One thing I remember seeing, over and over, in many places were trees knocked down. Sometimes vast stretches of trees, in fact. Whole valleys in fact. But these were not newly fallen trees. These had been down for many years. But they were everywhere, in ones and twos or by the thousands. I asked why and was told they were the trees that had been knocked down in the big hurricane. The one back in 1938.

The center of the hurricane had not even passed over the area I spent summers in, the central Adirondacks, but had actually passed slightly to the East. Yet many years later, the fallen trees bore silent witness to the sheer power that had laid them low. I guess nobody ever did anything with all the fallen timber because the whole region was a park and was protected even back in those days. So the trees remained for a visiting boy to wonder over all those years later.
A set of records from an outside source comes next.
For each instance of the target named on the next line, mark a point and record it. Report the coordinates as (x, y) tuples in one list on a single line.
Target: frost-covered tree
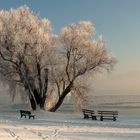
[(24, 41), (80, 55), (44, 68)]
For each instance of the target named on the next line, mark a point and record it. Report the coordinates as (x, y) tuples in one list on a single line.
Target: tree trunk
[(32, 102), (61, 98)]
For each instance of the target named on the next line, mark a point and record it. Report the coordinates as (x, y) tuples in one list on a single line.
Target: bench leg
[(94, 118), (114, 118), (86, 116), (101, 118)]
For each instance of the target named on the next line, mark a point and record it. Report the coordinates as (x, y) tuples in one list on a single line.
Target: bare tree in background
[(79, 57), (24, 39), (45, 68)]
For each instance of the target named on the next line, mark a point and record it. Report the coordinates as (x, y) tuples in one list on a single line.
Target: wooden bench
[(26, 113), (89, 114), (108, 115)]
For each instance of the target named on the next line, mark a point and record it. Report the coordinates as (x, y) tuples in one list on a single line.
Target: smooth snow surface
[(59, 126)]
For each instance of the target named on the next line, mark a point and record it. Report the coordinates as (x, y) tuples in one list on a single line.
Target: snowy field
[(59, 126)]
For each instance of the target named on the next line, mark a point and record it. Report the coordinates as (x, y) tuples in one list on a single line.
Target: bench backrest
[(25, 112), (108, 112), (88, 111)]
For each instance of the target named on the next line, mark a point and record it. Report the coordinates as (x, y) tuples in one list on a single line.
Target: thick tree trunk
[(61, 98), (32, 102)]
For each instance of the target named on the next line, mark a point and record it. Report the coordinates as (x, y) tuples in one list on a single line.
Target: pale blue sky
[(117, 20)]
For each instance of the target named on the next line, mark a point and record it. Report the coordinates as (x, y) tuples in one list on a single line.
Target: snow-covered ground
[(60, 126)]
The hurricane of 1938 hit New England with virtually no warning. People in New York, Connecticut and Rhode Island bore the brunt of the storm. Almost 700 people died. Billions of dollars in damage resulted. Whole villages that had been there before the storm, simply were not afterward. The devastation was enormous. At the time, the population of the United States was around 130 million. 

Thirty or so years later, the damage was still evident to a visitor in an area well away from the coast and well away from the worst of the damage.

So is it really surprising that one year on New Orleans is not rebuilt entirely? Or are scoring political points more important than the reality of how the world works?